In circumstances of hypoperfusion, the kidney concentrates urine in an attempt to conserve salt and water and the urinary sodium concentration may fall to below 20 mmol/l.
Subsequently, as renal failure becomes established and tubular function is lost, the urinary sodium concentration rises to above 30 mmol/l and may approach serum levels. Often , the urinary sodium values are difficult to interpret. Diuretics will nearly always have been used. The difference between blood and urinary urea concentrations may be more useful (urinary urea > 20X blood urea with normal renal function) and is helpful in assessing decline and recovery in renal function and the timing of renal support.

Intrinsic Renal Failure
Intrinsic renal failure is divided into 2 groups:-

  1. Acute tubular necrosis – includes conditions secondary to persisting renal ischemia (i.e.severe, unrelieved pre-renal failure ) or nephrotoxins.
  2. Other causes – A diverse group caused by glomerular or vascular lesions or by severe infections.

  • bilateral cortical necrosis
  • acute glomerulonephritis
  • acute interstitial nephritis
  • malignant hypertension
  • severe pyelonephritis
  • acute activation of chronic renal disease

Post – Renal Failure

This refers to obstruction to the outflow of urine. This may occur anywhere between the renal pelvis and the urethra, but must be bilateral to cause renal failure in the presence of two previously functioning normal kidneys.
In the ICU, the most common cause of urinary tract obstruction is bladder catheter blockage, and this should always be suspected in the presence of complete anuria.

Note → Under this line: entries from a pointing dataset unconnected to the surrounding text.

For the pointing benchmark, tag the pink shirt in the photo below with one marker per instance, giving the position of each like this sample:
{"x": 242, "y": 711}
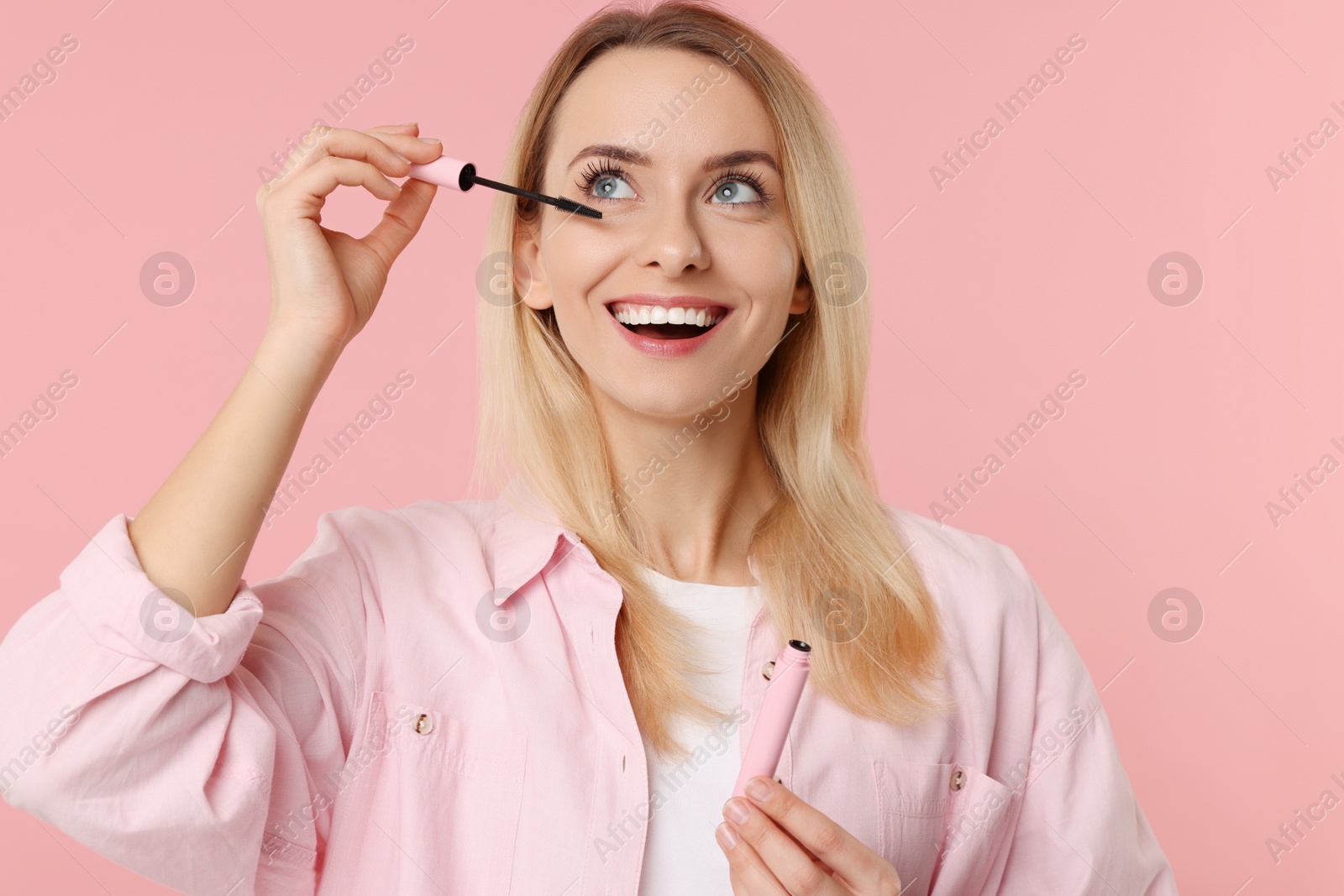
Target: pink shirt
{"x": 429, "y": 701}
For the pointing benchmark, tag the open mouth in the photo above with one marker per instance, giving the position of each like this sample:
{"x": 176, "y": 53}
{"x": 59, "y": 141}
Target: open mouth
{"x": 658, "y": 322}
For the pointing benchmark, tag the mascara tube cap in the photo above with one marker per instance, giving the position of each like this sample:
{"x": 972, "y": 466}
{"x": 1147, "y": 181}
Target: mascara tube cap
{"x": 445, "y": 172}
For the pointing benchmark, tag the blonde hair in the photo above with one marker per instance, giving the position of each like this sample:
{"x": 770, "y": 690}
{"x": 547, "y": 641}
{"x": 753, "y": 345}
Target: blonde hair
{"x": 828, "y": 544}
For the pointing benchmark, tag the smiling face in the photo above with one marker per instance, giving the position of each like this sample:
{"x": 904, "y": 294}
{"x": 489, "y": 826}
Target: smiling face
{"x": 679, "y": 155}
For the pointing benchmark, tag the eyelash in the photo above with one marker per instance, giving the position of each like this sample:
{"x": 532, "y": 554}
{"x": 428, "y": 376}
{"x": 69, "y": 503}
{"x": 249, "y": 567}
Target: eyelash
{"x": 598, "y": 170}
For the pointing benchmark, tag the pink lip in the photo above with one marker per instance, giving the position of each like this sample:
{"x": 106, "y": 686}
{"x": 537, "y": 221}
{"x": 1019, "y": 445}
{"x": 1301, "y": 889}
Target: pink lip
{"x": 669, "y": 301}
{"x": 667, "y": 347}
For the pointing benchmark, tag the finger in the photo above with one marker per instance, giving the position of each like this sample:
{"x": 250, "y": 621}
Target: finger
{"x": 746, "y": 869}
{"x": 329, "y": 174}
{"x": 401, "y": 221}
{"x": 813, "y": 832}
{"x": 343, "y": 143}
{"x": 788, "y": 862}
{"x": 418, "y": 149}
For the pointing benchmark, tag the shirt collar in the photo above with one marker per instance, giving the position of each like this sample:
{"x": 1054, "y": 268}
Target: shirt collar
{"x": 528, "y": 535}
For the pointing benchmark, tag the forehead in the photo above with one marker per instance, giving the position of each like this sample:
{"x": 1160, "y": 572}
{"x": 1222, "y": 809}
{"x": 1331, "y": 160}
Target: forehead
{"x": 671, "y": 103}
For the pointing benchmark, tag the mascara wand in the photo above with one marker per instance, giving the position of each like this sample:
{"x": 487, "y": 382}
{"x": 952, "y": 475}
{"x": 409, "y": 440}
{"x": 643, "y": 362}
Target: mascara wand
{"x": 461, "y": 175}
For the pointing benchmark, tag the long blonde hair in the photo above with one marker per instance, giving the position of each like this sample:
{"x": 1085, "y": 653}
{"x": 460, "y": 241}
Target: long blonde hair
{"x": 831, "y": 562}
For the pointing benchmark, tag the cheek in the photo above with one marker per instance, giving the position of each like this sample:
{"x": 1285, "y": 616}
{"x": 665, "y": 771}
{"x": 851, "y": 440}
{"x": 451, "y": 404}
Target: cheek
{"x": 575, "y": 261}
{"x": 766, "y": 270}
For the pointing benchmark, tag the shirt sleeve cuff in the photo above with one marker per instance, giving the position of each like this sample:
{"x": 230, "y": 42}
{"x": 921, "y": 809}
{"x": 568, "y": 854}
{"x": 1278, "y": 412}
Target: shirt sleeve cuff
{"x": 123, "y": 610}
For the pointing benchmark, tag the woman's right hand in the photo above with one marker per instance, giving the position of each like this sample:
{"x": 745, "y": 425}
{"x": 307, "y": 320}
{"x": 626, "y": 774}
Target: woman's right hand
{"x": 326, "y": 282}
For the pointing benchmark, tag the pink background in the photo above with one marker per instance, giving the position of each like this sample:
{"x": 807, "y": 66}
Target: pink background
{"x": 1030, "y": 264}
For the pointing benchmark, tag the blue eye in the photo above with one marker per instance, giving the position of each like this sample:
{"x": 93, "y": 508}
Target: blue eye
{"x": 605, "y": 181}
{"x": 736, "y": 192}
{"x": 611, "y": 187}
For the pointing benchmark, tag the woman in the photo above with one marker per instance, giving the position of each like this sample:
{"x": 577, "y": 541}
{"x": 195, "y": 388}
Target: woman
{"x": 550, "y": 692}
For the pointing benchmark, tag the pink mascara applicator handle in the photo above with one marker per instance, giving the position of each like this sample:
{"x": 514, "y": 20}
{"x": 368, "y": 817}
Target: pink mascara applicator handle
{"x": 781, "y": 701}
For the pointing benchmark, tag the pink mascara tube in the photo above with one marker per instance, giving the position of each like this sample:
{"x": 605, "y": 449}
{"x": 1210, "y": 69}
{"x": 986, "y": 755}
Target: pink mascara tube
{"x": 772, "y": 728}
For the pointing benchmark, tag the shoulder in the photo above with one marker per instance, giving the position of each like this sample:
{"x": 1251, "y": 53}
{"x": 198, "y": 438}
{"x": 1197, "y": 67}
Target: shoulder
{"x": 427, "y": 542}
{"x": 423, "y": 526}
{"x": 979, "y": 584}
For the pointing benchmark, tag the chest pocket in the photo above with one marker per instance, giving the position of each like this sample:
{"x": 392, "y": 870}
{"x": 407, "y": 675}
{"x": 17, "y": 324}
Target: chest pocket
{"x": 448, "y": 802}
{"x": 944, "y": 826}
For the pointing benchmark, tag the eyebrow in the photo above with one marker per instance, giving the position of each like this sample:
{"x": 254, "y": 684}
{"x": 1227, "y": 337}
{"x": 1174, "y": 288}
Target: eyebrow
{"x": 711, "y": 163}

Another important causes of urinary tract obstruction in the ICU is raised intraabdominal pressure (IAP). This occurs commonly as a result of intra-abdominal bleeding, intestinal distension or ascites. The possible mechanisms by which raised IAP causes a reduction in urine output include:

  • Impaired renal blood flow due to reduced venous return and cardiac output particularly in the presence of hypovolaemia.
  • Renal vein compression occurs, with reflex renal artery vasoconstriction and a reduction in RBF and urine output.
  • In patient with raised IAP the proximal renal tubular pressure approximates the IAP.

The intravesical pressure is a close approximation of  the IAP. 100 ml of sterile saline is instilled through the catheter which is then clamped proximal to the sampling port on the catheter tubing. A needle attached to a pressure transducer leveled with the symphysis pubis is inserted through the sampling port diaphragm and the pressure recorded. Anuria and an IAP of 30 – 40 mmHg associated with intra-abdominal bleeding may be an indication for laparotomy.